I don't know if I am the person to ask about my own rage. I asked my wife about my own rage. She says that she doesn't think I rage at all and that I have never raged in the twelve years that she has known me. This is not to say that I handle anger well, I just hide my emotions, in much the same way I tried to hide having epilepsy. Sometimes, I might twitch a little and anger jumps out, but not as rage.

 

Perhaps we could define RAGE a little more.

 

bf

I could not handle the rage part and the total loss of patients. This drug is not for me. I'm in the process of getting off Keppra. Hopfully Lamictal is more my speed!! Good luck to all Keppra users!

I am on Lamictal. I have noticed my temper is not that great. It could be a # of things. THe meds.trying to get on Disability,being beaten up by a drunk X neighbor and reliving it right now. Friends who think I have a attitude when I get mad. They don't understandwhat I am going through.

Or a combination.

I hope you calm down and relax.

Let me know

 

My Neurologist has me on Keppra.  I am told that I have a short temper.  Rage comes out when I feel undue stress.
Keppra makes me crazy! I am being weaned off of it and cannot wait until I am done with it. I could actually kill someone. My husband has threatenen to leave but I can't help the anger, rage and violent thoughts while on it. Hopefully, I will live long enough to survive until I am off of it in 5 weeks. It makes me crazy.
I have been moody but I just thought it was just me going through a stressfull time in my life. I don't know about any other side effects that Keppra may cause.
Yes, it's a wicked drug, and I'd be off it if I could, something else to talk to Doc Penovich about next appointment (in June of 2012).

I can't wait to get off Keppra. Sometimes my fits of rage are so bad. Since I started to take Lamictal my rage issues are getting better. Like Carol in feew more weeks I will be off keppra completely. I think My friends and Family will like me better. I hope People have been keeping away from me. ( Hope I don't smell or anything else?)   ;)

 

Hi there, I just got onto Kappra and am a little bit on edge but nothing crazy although, I feel a little hot tempered at times.  The one thing I am frustrated at is the lack of concern from the doctors and the social work from Cornell Presbyterian.  They are great when it comes to the medical part but have no concert for my feelings. In fact the social worker asked me if I  had spoken to anyone when I was with her.  Is that not what I made an appointment with her about???
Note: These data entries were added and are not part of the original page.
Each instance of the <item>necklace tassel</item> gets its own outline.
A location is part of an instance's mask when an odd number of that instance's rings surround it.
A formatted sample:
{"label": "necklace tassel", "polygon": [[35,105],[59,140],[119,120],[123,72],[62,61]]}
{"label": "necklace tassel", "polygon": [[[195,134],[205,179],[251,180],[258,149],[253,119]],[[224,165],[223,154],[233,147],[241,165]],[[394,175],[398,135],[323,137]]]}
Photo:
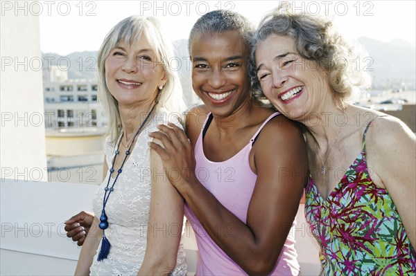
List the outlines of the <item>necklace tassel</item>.
{"label": "necklace tassel", "polygon": [[105,237],[105,235],[103,234],[103,240],[101,241],[101,249],[100,250],[100,253],[98,254],[98,257],[97,258],[97,261],[101,261],[104,259],[107,259],[108,257],[108,253],[110,252],[110,248],[111,247],[111,244],[110,244],[110,241]]}

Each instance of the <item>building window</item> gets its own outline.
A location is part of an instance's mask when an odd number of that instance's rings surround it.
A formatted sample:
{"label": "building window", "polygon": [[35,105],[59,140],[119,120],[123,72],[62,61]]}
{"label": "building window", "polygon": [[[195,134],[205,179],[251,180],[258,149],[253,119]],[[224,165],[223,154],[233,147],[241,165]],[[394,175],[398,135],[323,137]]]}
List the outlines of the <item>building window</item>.
{"label": "building window", "polygon": [[78,95],[78,102],[88,102],[88,98],[85,95]]}
{"label": "building window", "polygon": [[78,85],[78,91],[88,91],[88,88],[87,87],[87,85]]}
{"label": "building window", "polygon": [[72,85],[61,85],[59,86],[60,91],[73,91],[73,86]]}
{"label": "building window", "polygon": [[61,102],[73,102],[73,96],[72,95],[61,95],[59,97]]}
{"label": "building window", "polygon": [[58,117],[65,117],[65,111],[58,109]]}

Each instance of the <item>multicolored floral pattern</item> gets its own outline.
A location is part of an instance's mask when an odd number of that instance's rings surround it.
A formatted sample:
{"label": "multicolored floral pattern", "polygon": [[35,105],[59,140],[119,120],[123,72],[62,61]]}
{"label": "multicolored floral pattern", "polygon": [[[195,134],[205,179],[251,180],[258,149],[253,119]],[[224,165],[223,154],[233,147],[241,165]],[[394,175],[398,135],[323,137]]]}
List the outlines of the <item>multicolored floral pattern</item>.
{"label": "multicolored floral pattern", "polygon": [[325,275],[415,275],[416,253],[388,192],[371,179],[363,150],[324,200],[311,176],[305,214]]}

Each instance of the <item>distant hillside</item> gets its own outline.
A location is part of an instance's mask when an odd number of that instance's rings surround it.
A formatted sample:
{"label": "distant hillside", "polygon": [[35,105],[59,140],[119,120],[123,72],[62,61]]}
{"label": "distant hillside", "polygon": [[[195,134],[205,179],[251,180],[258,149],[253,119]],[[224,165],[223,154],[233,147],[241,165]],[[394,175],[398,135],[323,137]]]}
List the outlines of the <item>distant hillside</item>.
{"label": "distant hillside", "polygon": [[[367,66],[373,77],[374,89],[392,88],[404,82],[408,89],[416,89],[416,47],[401,39],[381,42],[368,37],[361,37],[358,42],[369,53],[370,58],[362,57],[361,66]],[[180,61],[179,74],[184,88],[190,87],[190,62],[187,39],[175,42],[175,55]],[[59,60],[61,66],[68,68],[69,79],[96,79],[97,52],[76,52],[66,57],[54,54],[42,55],[56,65]],[[54,59],[53,59],[54,58]]]}
{"label": "distant hillside", "polygon": [[368,37],[361,37],[358,42],[368,51],[370,59],[361,61],[372,69],[374,88],[392,88],[401,82],[408,89],[416,88],[416,47],[401,39],[388,43]]}

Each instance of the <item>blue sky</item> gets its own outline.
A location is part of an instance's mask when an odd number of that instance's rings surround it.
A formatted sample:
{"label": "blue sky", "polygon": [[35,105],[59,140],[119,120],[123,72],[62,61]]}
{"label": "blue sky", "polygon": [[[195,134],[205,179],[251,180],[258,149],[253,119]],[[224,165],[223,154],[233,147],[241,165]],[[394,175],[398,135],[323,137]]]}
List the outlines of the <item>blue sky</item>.
{"label": "blue sky", "polygon": [[[232,10],[255,24],[277,1],[39,1],[28,6],[40,16],[41,50],[65,55],[97,50],[110,29],[132,15],[157,17],[171,39],[187,38],[207,11]],[[401,39],[415,44],[415,1],[289,1],[298,11],[327,15],[345,37],[382,42]]]}

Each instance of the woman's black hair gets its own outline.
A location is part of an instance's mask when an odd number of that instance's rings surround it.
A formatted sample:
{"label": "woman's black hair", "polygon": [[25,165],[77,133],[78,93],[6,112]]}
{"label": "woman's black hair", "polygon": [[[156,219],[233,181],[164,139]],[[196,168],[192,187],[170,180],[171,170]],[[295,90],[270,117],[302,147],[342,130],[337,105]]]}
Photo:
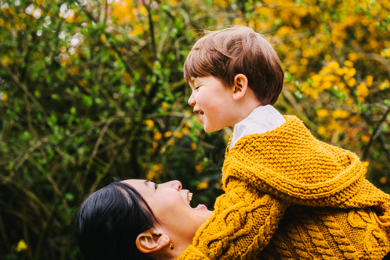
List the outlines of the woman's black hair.
{"label": "woman's black hair", "polygon": [[115,180],[81,204],[74,239],[85,260],[149,260],[135,241],[158,222],[136,190]]}

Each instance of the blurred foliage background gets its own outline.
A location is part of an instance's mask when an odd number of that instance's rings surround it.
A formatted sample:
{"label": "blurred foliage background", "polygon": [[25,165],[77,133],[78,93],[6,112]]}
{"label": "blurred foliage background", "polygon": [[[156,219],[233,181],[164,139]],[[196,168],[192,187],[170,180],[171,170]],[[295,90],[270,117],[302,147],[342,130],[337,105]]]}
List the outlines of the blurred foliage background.
{"label": "blurred foliage background", "polygon": [[356,152],[388,193],[388,0],[1,0],[0,258],[74,259],[74,213],[112,179],[178,179],[212,209],[232,129],[207,134],[183,66],[201,29],[268,35],[276,107]]}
I am going though the continual change of meds right now and feel that since they have no idea what it is like the simply have no empathy at all.  Does anyone share this feeling?  I am so annoyed with them all!

 

Were any of you told that Keppra would benefit your mood? 

 

Have any of you see advertisements about Keppra helping your mood or other issues? 

I think what I meant was uncontrollable anger for no apparent reason, lashing out verbally or physically because you can't help yourself



bryan farley said:

I don't know if I am the person to ask about my own rage. I asked my wife about my own rage. She says that she doesn't think I rage at all and that I have never raged in the twelve years that she has known me. This is not to say that I handle anger well, I just hide my emotions, in much the same way I tried to hide having epilepsy. Sometimes, I might twitch a little and anger jumps out, but not as rage.

 

Perhaps we could define RAGE a little more.